Most people are used to the scenes of marauding lions, leopards or cheetahs hunting ungulates in the National Park and the wild theatres usually ending up with a dramatic kill, then feasting sessions.
However, tourists who were game driving in the vast Nyerere National Park witnessed a rare incident, this time involving a large African Rock Python hunting down and actually killing an Impala.
It was during evening hours and it seems the visitors were either on their way back to their hotel, or plane but the scenario proved to be one befitting climax of a tour in East Africa’s largest National Park.
They even took pictures; but hastily apologized with a “Sorry, no snake in these two pictures as it quickly withdrew to a nearby palm stand upon being spotted,” they said.
Apparently, snakes, whether large or small seem to be shy creatures, when the tour van arrived at the scene of its kill, the serpent quickly slithered away into the nearby palm bushes to hide.

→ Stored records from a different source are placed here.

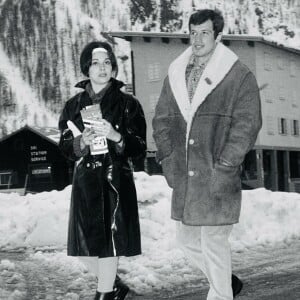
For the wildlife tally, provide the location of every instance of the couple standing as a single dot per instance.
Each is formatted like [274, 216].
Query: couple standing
[206, 120]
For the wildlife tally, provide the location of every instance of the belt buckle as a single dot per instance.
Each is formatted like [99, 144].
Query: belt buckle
[93, 165]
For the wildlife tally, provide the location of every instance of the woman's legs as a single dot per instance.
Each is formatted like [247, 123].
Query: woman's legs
[107, 271]
[91, 263]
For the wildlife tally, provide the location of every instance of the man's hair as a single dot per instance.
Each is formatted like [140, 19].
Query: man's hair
[86, 56]
[202, 15]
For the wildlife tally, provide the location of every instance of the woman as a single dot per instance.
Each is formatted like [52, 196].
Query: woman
[104, 221]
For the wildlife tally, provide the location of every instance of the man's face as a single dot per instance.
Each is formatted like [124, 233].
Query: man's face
[202, 38]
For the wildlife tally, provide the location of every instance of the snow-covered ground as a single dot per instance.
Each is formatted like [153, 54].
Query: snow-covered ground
[40, 221]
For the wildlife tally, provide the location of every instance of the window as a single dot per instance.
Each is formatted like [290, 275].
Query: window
[268, 96]
[249, 170]
[294, 99]
[280, 62]
[282, 126]
[270, 125]
[5, 178]
[295, 127]
[153, 99]
[267, 61]
[281, 93]
[154, 72]
[292, 68]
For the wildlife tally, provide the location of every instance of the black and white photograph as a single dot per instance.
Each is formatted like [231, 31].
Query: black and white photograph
[149, 149]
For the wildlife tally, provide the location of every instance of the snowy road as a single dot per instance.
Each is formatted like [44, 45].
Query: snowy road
[268, 273]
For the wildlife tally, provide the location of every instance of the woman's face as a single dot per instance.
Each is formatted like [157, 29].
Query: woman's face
[100, 70]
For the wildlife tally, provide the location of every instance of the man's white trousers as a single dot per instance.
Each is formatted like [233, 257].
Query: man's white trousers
[208, 248]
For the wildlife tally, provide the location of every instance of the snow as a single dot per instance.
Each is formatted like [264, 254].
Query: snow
[40, 221]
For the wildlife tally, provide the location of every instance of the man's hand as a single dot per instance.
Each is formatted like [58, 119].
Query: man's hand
[104, 128]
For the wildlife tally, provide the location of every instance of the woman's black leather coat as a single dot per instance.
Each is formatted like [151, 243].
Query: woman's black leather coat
[104, 218]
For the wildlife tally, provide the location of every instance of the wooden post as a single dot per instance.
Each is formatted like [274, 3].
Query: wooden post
[260, 168]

But the sequence shows the immediate aftermath of a rock python’s killing of an impala within the Nyerere National Park in southern Tanzania.
The Tourists explained that the killer python was seen shortly after it attacked the ungulate but could not be photographed because they were in motion, riding in their tour vehicle by the time that the snake withdrew to conceal itself.

Tracks indicated that the snake had positioned itself alongside a fallen palm log and seized the impala by a rear leg as it wandered close in search of new grass.
“We waited for a while hoping the python would re-emerge to claim its prize but darkness closed in and we had to go,” they said.
Apparently, the few available photos show the dead impala surrounded by other ungulates with the snake missing from frames.
“The snake was seen soon after, just after sunset. In the morning only a faint track remained,” added Amyas Naegele, one of the tourists from New York in the United State, who was game driving at Nyerere Park.
Measuring more than 30,000 square kilometers and perched on the Southern Highlands of Tanzania, Nyerere is essentially the largest, albeit the largest, National Park in the country.